This week, the automation and robotics solutions provider announced its results for the year ended August 31, which showed a 3% increase on last year’s record revenue to $276 million, and stable operating ebitda of $30m.
After-tax net profit was down 50% to $7.7m which it attributed to one-off strategic costs, higher lease and financing costs and change in tax legislation relating to building depreciation. Part of that cost had been around setting the business up for future growth, Mr Vanwalleghem said.
Forward work of $160m remained positive, comprising of materials handling and logistics (MHL), minerals, protein orders and service orders. A final dividend of 3c per share was declared to take the full-year total to 8c per share.
In the protein sector revenue was down 21%, driven by environmental conditions, reduced lamb demand impacting cattle supplies in North America and Australia-New Zealand experiencing reduced lamb demand and tightened margins for lamb processors. A strategically important lamb primal order secured in October for JBS in Australia would positively contribute to FY25.
Along with high inflation, interest rates and the geopolitical situation, the protein market remained a challenge but Scott did some visibility in the lamb market from next year on. There were also opportunities in beef development, using the same philosophy of that used in lamb, Mr Vanwalleghem said.
MHL remained strong with a 5% increase on revenue growth due to the completion of an automated storage and retrieval system for Alliance Group and good progress made with JBS Brooks and a large North American potato processor, alongside continued strong growth in the existing European market.
It continued to maintain a significant forward order book of $95m with important deals closed in Q4 FY24 including Agristo, Danone, Cranswick and a major global potato processing operator in North America.
A launch of Scott’s new fleet of modular Automated Guided Vehicles for the growing AGV market in North America was expected in H1 FY25.

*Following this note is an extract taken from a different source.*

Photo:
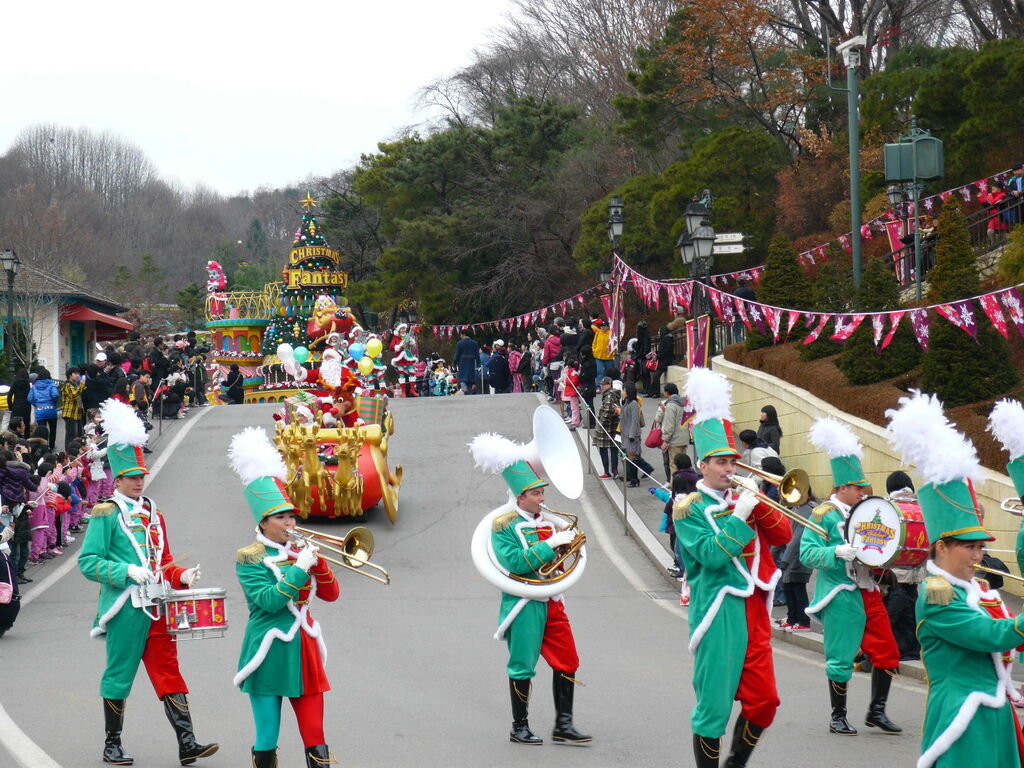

Mr Vanwalleghem was proud of the performance of the minerals sector where revenue grew by 19%, supported by new product innovations like the Automated Modular Solution (AMS) for Minerals Resources and the Energise for Caterpillar (also known as the automated energy transfer systems AETS).
At the end of the month, Mr Vanwalleghem would step down from the interim chief executive position as new chief executive Mike Christman came on board, returning to focus mainly on Europe and the United States. It had been enjoyable working with such a talented team, he said.